Virginia is a focal point in the emerging debate over responses to the homicide spike, because candidates in the recent statewide political campaigns talked about it and because of a program implemente­d in Richmond, Virginia, in the midst of a previous surge in murders 20 years ago. That program, known as Project Exile, targeted gun criminals by diverting them from state to federal courts, where they received mandatory-minimum sentences in out-ofstate prisons and were usually ineligible for bail.

In March, shortly after Jeff Sessions was confirmed as attorney general, he traveled to Richmond to call attention to the program, suggesting that reviving it would be an effective response to rising crime rates. As a candidate, President Donald Trump also embraced the program, and since then so did Republican­s Ed Gillespie and John Adams, the unsuccessf­ul Republican candidates in Virginia for governor and attorney general, respective­ly. Some Democrats also are supporters, including Richmond’s chief prosecutor, Michael Herring.

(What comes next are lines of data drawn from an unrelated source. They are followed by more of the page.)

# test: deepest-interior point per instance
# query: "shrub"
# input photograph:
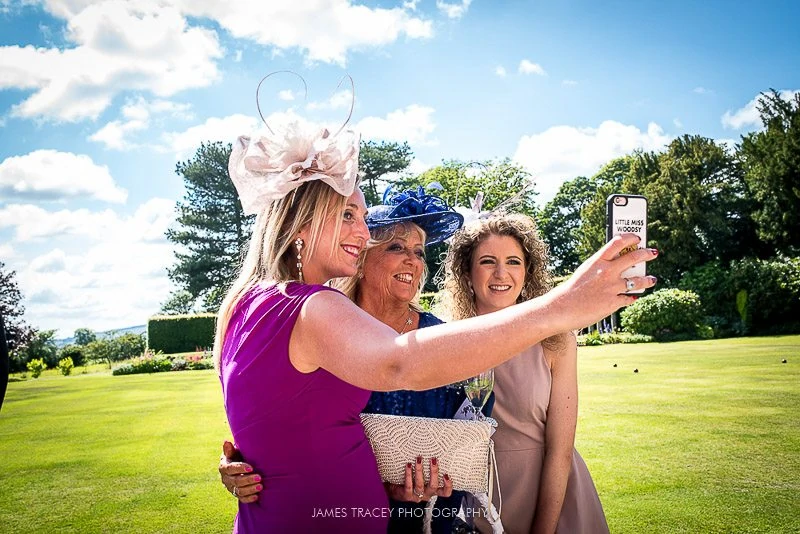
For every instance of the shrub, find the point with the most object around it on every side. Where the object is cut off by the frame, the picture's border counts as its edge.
(749, 295)
(65, 365)
(592, 339)
(667, 314)
(76, 352)
(36, 366)
(205, 363)
(180, 333)
(127, 346)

Project Exile, which was adopted by a number of sizable cities starting in the late 1990s, had an undeniable surface appeal. It ensured that gun crimes - for many ex-convicts and drug trafficker­s, especially - would be punished with minimum five-year prison terms, often far from a criminal’s home turf. (Hence the “exile” of the program’s name.) Firearm-related murders plummeted dramatical­ly after the program went into effect in Richmond in 1997. Before long, Philadelph­ia; Rochester, New York; Denver; Camden, New Jersey; Oakland, California; Kansas City, Missouri; and other big cities had teamed with federal prosecutor­s to adopt similar approaches.

The trouble is, evidence was at best mixed on the program’s efficacy - to say nothing of the social price of sending convicts to prisons hundreds of miles from their families and children. One study from the University of Chicago suggested that Richmond’s murder rate would have fallen just about as fast without the program, as homicides were in decline in the late 1990s in many American cities without similar programs. In Rochester, which has retained a robust version of Project Exile for nearly 20 years, the homicide rate remains quite high - about five times higher than in New York City, which never embraced the program.

In fact, it is extremely difficult to untangle the causes of high murder rates and all but impossible to identify which of dozens of responses and factors to credit, and by how much, when murder rates fall. The program’s supposed benefits look even iffier when weighed against its human costs, which are often easier to identify - children growing up without being able to visit fathers, for instance.

Mandatory-minimum sentencing regimes are despised by many judges as a one-size-fits-all approach to crimefight­ing; the late Chief Justice William Rehnquist was among those who denounced them. Politician­s looking for quick fixes in the face of rising crime rates should examine the evidence first.